After receiving requests from a number of other universities, Prejean chose DePaul to archive her records in part because of DePaul’s long commitment to social justice issues. DePaul’s College of Law is home to the Center for Justice in Capital Cases (CJCC), which is headed by Andrea Lyon, professor of law at DePaul and one of the nation’s leading death-penalty attorneys.

“I can’t think of a more appropriate place to archive the records of my life’s work than DePaul, as my work has so closely aligned with the university’s mission that is guided by its patron St. Vincent de Paul’s teachings on charity and social justice,” said Prejean. “I was impressed by the diversity of DePaul’s student body, and the commitment to service and to the poor by academic departments throughout the university.”

DePaul’s relationship with Prejean dates back many years.
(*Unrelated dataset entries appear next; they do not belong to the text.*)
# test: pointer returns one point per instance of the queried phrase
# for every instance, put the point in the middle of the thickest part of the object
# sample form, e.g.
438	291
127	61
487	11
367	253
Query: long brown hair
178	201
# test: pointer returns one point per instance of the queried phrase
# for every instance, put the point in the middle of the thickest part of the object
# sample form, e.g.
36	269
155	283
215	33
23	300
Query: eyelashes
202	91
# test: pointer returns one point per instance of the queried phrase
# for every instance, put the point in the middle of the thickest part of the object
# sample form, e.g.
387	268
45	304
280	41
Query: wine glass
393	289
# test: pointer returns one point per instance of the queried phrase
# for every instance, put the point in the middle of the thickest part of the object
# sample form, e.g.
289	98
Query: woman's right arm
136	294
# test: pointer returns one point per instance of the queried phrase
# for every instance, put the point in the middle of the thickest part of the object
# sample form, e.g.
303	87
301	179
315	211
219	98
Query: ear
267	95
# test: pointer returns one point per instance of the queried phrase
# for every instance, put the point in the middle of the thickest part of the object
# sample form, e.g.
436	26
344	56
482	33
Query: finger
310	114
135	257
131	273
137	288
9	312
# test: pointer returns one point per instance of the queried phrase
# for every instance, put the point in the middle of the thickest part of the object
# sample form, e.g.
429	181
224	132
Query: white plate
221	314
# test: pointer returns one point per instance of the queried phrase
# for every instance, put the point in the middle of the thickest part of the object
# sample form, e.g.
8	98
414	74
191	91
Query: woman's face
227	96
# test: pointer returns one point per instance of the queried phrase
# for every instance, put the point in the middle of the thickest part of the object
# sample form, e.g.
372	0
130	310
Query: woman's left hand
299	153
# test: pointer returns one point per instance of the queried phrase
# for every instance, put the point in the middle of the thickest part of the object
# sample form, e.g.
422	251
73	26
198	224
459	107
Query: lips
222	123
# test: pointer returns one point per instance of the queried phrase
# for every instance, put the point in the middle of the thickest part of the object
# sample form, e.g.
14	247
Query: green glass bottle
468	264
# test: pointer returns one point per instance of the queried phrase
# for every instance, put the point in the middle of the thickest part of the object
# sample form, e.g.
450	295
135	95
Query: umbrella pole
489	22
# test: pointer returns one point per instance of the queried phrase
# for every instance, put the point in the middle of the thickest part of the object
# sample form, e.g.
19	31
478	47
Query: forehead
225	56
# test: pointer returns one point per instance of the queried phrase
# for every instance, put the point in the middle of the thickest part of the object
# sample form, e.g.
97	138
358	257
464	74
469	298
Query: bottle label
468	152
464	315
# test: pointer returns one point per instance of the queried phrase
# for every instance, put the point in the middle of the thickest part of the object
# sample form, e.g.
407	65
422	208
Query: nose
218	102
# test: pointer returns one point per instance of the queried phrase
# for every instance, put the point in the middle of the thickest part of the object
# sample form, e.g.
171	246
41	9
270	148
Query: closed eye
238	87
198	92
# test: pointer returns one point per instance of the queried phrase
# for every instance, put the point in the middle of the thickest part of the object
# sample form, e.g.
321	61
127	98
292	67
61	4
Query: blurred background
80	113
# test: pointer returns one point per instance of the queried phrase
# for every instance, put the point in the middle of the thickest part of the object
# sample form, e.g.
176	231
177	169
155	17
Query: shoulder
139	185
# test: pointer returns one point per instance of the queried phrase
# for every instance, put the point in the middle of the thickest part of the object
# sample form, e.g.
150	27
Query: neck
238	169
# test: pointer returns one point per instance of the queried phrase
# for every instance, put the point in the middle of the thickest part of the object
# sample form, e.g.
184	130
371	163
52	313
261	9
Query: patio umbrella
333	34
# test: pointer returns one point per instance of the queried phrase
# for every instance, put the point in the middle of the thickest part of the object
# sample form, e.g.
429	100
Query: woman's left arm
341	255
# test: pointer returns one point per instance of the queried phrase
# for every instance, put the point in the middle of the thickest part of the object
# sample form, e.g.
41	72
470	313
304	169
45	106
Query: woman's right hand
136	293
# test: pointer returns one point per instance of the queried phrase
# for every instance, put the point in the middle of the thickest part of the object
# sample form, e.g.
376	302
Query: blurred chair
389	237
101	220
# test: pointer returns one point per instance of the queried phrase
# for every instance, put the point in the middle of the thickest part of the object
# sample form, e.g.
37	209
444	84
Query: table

She received an honorary degree from the university in 2000 and has been a key participant in CJCC conferences examining issues surrounding the death penalty.

Discussion of Prejean donating her archives to DePaul first arose when she was interviewed at her New Orleans home in 2009 by Susanne Dumbleton, a DePaul professor and former dean of its School for New Learning, who is writing a book about extraordinary women leaders in social justice movements around the world.